There were fewer male runners in 2012 that ran both Santa Claus and Equinox, but we get similar regression statistics. The model and coefficient are significant, and the variation in Santa Claus pace times explains just under 90% of the variation in Equinox times. That’s pretty good.

Here’s a plot of the results:

As before, the blue line shows the model relationship, and the grey area surrounding it shows the 95% confidence interval around that line. This interval represents the range over which 95% of the expected values should appear. The red line is the 1:1 line. As you’d expect for a race twice as long, all the Equinox pace times are significantly slower than for Santa Claus.

There were fewer similar runners in this data set:

2012 Race Results
Runner DOB Santa Claus Equinox Time Equinox Pace
John Scherzer 1972 8:17 4:49 11:01
Greg Newby 1965 8:30 5:03 11:33
Trent Hubbard 1972 8:31 4:48 11:00

This analysis predicts that I should be able to finish Equinox in just under five hours, which is pretty close to what I found when using Gold Discovery times in my last post. The model predicts a pace of 11:20 and an Equinox finish time of four hours and 57 minutes, and these results are within the range of the three similar runners listed above. Since I was running conservatively in the half marathon, and will probably try to do the same for Equinox, five hours seems like a good goal to shoot for.

sat, 27-jul-2013, 08:03

This spring I ran the Beat Beethoven 5K and had such a good time that I decided to give running another try. I’d tried adding running to my usual exercise routines in the past, but knee problems always sidelined me after a couple months. It’s been three months of slow increases in mileage using a marathon training plan by Hal Higdon, and so far so good.

My goal for this year, beyond staying healthy, is to participate in the 51st running of the Equinox Marathon here in Fairbanks.

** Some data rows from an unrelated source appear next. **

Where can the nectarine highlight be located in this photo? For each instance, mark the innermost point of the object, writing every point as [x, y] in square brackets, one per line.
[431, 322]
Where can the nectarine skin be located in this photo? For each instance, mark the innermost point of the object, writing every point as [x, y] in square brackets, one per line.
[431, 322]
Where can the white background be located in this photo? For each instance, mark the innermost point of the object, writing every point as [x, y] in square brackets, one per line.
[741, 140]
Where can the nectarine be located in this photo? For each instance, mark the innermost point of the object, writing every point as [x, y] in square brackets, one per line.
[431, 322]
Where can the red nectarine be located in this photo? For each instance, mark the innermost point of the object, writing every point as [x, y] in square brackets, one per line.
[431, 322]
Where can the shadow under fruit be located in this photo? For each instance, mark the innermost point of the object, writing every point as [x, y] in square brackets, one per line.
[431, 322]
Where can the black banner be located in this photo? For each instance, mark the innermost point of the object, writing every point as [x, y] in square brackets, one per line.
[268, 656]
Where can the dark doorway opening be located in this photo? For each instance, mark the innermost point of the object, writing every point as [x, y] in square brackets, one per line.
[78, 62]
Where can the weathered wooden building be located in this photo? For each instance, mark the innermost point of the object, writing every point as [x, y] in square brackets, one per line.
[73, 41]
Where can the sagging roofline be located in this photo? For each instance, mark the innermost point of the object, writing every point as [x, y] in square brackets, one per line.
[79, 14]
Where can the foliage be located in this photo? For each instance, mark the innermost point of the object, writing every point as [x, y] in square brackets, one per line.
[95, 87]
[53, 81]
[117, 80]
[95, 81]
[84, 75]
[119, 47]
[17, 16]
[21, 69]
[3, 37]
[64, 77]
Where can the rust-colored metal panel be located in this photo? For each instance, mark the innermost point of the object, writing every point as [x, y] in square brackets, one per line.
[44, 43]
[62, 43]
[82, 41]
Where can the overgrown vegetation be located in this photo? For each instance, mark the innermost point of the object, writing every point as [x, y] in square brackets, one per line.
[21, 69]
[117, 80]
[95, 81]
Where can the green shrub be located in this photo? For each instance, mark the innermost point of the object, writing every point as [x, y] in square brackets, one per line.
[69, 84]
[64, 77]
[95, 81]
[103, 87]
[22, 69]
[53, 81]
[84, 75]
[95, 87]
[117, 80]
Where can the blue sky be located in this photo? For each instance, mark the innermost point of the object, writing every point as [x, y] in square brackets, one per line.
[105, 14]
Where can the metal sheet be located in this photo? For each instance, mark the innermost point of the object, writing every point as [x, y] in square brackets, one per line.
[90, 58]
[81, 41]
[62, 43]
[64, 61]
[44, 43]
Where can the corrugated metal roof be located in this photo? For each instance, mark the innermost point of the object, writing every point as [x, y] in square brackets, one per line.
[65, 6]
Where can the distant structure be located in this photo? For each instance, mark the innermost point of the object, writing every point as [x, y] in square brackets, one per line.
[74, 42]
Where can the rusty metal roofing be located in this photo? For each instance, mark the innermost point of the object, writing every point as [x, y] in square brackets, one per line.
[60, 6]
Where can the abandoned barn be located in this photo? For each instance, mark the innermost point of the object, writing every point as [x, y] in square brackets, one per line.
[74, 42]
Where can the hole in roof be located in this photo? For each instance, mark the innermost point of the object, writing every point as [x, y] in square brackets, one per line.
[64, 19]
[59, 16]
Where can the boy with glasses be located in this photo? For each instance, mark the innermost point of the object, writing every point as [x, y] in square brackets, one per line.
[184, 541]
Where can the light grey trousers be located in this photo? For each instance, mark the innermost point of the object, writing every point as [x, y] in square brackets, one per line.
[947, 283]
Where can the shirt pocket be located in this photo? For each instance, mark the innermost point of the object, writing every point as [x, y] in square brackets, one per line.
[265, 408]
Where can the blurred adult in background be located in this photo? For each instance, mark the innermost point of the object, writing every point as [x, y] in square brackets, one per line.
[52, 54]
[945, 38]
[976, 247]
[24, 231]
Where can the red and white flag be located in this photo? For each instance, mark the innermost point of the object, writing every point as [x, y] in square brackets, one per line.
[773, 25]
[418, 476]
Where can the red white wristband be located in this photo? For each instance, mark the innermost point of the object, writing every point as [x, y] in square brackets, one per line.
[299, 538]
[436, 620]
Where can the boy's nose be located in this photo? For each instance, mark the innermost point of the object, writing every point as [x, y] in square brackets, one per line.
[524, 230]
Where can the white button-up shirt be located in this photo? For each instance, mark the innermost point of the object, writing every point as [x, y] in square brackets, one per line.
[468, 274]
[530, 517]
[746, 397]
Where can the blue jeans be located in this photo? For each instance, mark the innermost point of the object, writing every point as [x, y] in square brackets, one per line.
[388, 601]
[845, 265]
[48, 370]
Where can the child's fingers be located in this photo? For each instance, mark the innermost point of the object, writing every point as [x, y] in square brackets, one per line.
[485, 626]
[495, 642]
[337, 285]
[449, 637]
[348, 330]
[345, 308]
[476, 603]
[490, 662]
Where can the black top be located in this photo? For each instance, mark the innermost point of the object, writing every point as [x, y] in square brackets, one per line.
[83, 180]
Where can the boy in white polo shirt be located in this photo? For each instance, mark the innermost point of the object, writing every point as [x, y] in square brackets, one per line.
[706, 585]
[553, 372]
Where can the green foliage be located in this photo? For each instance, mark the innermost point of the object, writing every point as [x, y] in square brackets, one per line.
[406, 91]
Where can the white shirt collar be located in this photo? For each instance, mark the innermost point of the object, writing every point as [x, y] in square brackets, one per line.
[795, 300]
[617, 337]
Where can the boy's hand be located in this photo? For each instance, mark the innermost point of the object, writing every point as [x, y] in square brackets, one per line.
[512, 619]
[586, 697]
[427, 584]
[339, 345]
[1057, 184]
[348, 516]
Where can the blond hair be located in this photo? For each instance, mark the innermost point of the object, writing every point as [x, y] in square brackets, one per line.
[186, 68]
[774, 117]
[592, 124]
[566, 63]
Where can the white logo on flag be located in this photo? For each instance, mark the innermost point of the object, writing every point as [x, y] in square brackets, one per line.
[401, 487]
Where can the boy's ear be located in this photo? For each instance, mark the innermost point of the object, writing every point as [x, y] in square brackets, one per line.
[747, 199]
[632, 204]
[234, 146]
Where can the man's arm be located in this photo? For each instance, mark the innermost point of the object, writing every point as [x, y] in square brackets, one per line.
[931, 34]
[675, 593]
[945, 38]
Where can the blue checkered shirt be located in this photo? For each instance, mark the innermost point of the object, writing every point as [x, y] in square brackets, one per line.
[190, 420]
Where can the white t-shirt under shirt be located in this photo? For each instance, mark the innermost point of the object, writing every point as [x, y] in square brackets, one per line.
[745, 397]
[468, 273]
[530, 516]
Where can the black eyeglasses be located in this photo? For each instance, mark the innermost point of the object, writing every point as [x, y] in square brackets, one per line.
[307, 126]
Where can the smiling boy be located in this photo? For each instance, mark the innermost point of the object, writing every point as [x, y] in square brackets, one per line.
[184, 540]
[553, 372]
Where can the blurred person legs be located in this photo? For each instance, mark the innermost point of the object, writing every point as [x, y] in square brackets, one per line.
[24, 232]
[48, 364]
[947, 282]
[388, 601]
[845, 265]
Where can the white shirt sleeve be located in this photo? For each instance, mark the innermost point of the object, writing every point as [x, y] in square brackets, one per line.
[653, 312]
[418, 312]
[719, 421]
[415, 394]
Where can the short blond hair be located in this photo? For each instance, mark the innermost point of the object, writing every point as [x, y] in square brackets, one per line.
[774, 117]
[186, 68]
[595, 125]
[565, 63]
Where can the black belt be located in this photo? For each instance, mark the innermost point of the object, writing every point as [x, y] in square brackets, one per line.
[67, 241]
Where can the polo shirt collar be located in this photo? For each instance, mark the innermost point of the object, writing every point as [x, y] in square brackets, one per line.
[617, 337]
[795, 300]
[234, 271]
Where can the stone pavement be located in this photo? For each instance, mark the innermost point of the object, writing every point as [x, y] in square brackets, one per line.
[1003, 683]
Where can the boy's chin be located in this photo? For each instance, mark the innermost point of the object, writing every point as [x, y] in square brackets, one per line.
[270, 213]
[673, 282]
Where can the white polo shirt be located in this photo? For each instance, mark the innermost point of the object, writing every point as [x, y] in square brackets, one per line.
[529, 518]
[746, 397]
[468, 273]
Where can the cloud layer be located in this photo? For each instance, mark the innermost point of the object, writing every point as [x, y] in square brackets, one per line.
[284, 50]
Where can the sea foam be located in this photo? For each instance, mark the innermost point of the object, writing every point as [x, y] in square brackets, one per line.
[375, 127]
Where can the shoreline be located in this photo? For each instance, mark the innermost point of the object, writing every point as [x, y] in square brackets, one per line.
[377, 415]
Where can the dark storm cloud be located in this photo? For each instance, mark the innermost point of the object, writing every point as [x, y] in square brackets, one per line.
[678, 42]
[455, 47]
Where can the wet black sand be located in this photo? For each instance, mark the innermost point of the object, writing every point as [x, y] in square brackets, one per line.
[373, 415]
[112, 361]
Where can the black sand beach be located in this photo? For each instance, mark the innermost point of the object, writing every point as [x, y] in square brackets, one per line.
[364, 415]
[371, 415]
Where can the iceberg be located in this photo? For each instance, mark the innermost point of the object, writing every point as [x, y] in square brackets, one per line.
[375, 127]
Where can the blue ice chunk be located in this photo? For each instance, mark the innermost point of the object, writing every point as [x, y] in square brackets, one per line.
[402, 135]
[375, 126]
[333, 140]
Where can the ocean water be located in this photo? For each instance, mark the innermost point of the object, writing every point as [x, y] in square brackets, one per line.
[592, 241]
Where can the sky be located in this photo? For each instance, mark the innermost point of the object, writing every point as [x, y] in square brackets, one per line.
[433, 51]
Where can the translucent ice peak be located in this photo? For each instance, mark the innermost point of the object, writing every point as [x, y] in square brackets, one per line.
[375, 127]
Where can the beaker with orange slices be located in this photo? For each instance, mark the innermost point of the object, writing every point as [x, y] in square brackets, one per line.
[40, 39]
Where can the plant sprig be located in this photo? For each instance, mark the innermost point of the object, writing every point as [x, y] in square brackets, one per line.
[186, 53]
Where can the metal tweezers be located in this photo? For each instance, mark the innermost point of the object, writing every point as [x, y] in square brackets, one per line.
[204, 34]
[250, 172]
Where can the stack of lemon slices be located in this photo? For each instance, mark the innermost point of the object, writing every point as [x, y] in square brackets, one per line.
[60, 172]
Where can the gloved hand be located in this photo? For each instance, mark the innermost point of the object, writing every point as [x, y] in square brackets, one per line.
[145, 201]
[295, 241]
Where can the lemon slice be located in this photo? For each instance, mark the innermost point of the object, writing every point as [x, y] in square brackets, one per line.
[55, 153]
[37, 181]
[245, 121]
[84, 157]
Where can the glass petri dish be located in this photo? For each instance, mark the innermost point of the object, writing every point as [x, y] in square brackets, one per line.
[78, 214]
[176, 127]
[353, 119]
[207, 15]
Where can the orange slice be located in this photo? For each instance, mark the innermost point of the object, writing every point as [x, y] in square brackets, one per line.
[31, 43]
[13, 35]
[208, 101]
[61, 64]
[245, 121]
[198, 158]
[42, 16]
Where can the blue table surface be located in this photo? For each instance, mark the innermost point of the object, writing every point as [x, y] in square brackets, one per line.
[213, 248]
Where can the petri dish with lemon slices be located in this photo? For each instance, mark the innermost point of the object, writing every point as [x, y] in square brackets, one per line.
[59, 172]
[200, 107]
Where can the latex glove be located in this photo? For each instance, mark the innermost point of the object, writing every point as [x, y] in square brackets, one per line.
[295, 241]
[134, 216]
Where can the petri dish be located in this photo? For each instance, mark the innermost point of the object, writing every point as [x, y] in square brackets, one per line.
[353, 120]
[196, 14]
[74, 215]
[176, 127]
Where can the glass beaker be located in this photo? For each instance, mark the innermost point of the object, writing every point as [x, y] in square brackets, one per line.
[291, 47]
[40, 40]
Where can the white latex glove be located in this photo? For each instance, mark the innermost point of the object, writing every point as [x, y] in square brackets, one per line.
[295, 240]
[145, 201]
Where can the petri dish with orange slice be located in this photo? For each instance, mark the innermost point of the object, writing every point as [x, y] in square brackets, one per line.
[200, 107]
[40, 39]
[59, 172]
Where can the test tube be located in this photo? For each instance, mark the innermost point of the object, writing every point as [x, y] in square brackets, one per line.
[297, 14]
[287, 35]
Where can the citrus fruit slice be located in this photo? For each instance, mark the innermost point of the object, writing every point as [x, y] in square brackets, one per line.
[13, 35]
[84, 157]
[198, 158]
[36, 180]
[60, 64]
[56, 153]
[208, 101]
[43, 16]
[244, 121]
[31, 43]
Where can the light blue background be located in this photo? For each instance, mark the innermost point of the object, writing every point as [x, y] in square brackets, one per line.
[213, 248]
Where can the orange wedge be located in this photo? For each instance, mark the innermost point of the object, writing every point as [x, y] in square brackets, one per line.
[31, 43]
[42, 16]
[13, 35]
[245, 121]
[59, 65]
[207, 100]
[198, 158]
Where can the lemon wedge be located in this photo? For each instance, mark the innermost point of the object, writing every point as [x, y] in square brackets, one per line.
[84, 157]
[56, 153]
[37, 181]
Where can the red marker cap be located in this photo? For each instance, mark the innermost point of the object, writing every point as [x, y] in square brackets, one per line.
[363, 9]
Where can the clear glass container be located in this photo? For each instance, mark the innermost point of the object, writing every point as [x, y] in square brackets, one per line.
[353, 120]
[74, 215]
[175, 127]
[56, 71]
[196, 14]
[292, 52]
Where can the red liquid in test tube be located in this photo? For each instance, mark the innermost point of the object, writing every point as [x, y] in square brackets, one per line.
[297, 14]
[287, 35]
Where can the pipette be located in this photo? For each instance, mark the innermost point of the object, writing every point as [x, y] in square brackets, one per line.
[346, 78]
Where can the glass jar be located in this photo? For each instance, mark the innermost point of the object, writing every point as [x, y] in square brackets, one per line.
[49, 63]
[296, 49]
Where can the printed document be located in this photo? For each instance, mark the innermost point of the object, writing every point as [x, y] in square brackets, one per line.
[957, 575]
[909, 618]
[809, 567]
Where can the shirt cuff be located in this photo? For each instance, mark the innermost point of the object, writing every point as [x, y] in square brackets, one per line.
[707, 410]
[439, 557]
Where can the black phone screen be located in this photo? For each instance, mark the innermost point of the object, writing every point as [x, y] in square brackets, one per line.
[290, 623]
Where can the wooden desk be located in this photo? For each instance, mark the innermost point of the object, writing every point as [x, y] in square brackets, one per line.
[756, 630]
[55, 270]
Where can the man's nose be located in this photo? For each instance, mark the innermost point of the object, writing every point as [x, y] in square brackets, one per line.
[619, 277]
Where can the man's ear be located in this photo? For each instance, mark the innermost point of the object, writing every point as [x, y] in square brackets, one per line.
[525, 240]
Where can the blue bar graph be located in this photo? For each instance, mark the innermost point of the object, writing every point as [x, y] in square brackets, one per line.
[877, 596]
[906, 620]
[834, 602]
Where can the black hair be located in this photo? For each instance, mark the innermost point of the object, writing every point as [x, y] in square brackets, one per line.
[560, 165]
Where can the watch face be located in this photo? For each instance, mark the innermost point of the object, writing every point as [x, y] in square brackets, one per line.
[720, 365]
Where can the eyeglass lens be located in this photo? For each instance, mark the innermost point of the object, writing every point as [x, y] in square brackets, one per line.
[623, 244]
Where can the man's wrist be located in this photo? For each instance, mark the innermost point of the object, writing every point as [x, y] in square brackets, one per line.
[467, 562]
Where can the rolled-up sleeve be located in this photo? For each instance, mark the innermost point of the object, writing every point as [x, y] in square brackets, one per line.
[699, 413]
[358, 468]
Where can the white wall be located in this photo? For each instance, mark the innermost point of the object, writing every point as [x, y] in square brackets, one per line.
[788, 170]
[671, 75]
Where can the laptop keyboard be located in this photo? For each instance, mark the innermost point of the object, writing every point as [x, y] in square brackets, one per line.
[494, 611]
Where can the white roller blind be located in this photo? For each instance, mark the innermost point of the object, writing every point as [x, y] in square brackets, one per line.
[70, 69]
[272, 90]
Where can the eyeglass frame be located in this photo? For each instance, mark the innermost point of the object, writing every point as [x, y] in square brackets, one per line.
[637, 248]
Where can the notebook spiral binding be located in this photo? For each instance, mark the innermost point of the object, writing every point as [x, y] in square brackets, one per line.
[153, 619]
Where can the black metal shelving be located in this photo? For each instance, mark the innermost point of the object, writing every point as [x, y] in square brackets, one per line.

One of the challenges for a beginning runner is how pace yourself during a race and how to know what your body can handle. Since Beat Beethoven I've run in the Lulu’s 10K, the Midnight Sun Run (another 10K), and last weekend I ran the 16.5 mile Gold Discovery Run from Cleary Summit down to Silver Gulch Brewery. I completed the race in two hours and twenty-nine minutes, at a pace of 9:02 minutes per mile. Based on this performance, I should be able to estimate my finish time and pace for Equinox by comparing the times for runners that participated in the 2012 Gold Discovery and Equinox.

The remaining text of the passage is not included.